# Attatching radiator covers to a wall



## CarZeeLee (7 Apr 2011)

Ive made some lovely radiator covers, just need to attach them to the wall. I dont fancy having the mount the wall visible, so can anyone recommend another way of doing it?


----------



## Steel City Man (7 Apr 2011)

French cleats?

http://www.youtube.com/watch?v=zP6mP_bApGY


----------



## CarZeeLee (7 Apr 2011)

Thanks I do like that idea but was hoping for something a bit more simple, my wife suggested those invisible shelf brackets. But they look a bit permanent incase I need to get at the rads.


----------



## goldeneyedmonkey (7 Apr 2011)

Steel City Man":2m9phkpj said:


> French cleats?
> 
> http://www.youtube.com/watch?v=zP6mP_bApGY



+1 for French Cleats.

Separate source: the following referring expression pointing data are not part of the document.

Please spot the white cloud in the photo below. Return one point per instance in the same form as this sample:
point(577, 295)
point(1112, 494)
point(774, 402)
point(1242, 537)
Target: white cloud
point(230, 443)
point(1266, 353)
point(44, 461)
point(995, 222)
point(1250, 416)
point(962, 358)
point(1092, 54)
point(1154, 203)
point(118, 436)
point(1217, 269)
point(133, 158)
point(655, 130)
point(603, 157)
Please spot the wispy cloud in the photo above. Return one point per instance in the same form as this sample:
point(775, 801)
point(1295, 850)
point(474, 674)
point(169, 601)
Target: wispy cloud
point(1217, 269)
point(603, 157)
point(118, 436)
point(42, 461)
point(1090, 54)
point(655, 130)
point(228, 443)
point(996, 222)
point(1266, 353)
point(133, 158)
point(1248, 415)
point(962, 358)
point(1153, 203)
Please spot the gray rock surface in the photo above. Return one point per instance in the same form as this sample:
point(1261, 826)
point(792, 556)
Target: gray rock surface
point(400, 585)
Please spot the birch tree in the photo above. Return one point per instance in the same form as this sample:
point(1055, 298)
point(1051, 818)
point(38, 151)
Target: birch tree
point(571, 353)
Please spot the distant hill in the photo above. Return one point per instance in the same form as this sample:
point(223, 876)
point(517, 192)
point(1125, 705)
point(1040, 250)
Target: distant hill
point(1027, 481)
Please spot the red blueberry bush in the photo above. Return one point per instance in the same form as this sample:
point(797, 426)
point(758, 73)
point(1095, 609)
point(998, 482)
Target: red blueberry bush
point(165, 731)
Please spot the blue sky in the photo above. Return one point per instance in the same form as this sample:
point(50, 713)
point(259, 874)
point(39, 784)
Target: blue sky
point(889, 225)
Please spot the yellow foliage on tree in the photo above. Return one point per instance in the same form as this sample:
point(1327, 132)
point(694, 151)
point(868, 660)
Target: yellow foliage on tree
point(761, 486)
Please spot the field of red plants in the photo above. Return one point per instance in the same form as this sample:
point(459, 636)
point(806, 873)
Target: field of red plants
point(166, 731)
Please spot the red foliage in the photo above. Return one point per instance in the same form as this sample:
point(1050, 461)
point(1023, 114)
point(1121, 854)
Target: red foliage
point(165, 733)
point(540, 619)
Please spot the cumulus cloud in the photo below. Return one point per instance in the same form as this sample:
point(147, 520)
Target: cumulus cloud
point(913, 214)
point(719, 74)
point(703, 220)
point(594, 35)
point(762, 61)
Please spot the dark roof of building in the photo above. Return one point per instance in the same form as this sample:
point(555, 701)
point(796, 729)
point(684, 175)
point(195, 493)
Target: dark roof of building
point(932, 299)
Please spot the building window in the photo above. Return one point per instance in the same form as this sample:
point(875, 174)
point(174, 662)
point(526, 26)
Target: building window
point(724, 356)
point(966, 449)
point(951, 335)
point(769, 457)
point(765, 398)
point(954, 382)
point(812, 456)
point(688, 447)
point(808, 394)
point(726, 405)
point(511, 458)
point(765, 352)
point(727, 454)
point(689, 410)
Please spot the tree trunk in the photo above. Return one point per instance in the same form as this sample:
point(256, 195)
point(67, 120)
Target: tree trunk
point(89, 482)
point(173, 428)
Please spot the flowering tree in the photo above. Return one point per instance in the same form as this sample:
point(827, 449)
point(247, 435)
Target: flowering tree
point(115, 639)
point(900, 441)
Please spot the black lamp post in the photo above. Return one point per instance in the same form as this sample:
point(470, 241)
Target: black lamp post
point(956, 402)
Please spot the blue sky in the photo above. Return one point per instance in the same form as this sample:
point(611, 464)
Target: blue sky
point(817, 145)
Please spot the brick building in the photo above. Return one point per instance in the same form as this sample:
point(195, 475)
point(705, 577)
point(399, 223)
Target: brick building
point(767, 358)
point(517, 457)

You can't get much simpler than that IMHO. Easy to remove the radiator when you want access & it'll be strong to boot.

Cheers _Dan.


----------



## CarZeeLee (7 Apr 2011)

Thanks french cleats it is.


----------



## Tinbasher (7 Apr 2011)

Mine have a couple of brackets that slip between the radiator and the wall so no holes or attachements on the wall itself.

Tin


----------



## Steve Maskery (7 Apr 2011)

You just need a couple of mirror plates. There is the smallest of brass circles to see, under eye level, so it's not really seen at all. Easy and discreet.
S


----------